I was once in a situation, when someone was calling me foul names. Not in the sense of being derogatory, but in the sense of fear-mongering. "You're probably a thug/crook/gun-toting menace/etc." While I was aware that the fear was driven by the media portrayal of my race, and the person's lack of experience and thought towards the situation... I also knew something else, that motivated my response.
When dealing with people who call me names lightheartedly, I occasionally pretend to be that slur to give them an understanding of what I would be like, if I were really that way. For instance, when called "retarded", I might decide follow you where-ever you're going, while dragging my "bad" leg and drooling/making noises with the official retard face. If we're in a car, I will hang out of the window, with that same face, screaming at people who are jogging or waiting on the city bus. If on a bus, I will rock back & forth obnoxiously, talking to you and making you look like an ass, when you try to get away from me.
It isn't that the names bother me, I just personally see it as a legitimate opportunity to act out in public.
The way I make my decisions with people, is quite simple; I go by the rules of nature that I see able to be directly applied. In this case, self-preservation is a big and very well-known factor in how one makes decisions. Depending on how secure or insecure one feels, it is able to be told how one's emotions will influence their current behavior in situations interpreted as lacking security.

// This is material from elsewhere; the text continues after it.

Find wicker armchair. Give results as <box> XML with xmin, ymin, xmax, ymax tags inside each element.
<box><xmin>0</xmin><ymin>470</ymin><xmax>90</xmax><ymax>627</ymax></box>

Therefore, the situation made no sense to me. "You don't mean the words that you say. You can't. If you did, you'd be saving these words for when you were in safer conditions. You don't really believe I'm going to rob or hurt you."
I got silence, afterwards. Go figure, eh?
I don't get offended often, b/c of this. If your friends pick at you, they can't genuinely dislike you simply b/c they consider you to be a friend. If they do genuinely mean to harm you, they are not worth the negative energy it'd take to legitimately hurt them. I say that, while considering the limitations they've already placed on themselves. When one believes they are alone in the world, that is one thing. When one believes that they are alone in the world, and that everyone else is out to hurt them... That is a painful mindset to carry. When dealing with strangers, I simply return the energy given.
It is by self-preservation that we survive, and it is by self-preservation that we sin.
This is what makes life so complicated, and yet so simple.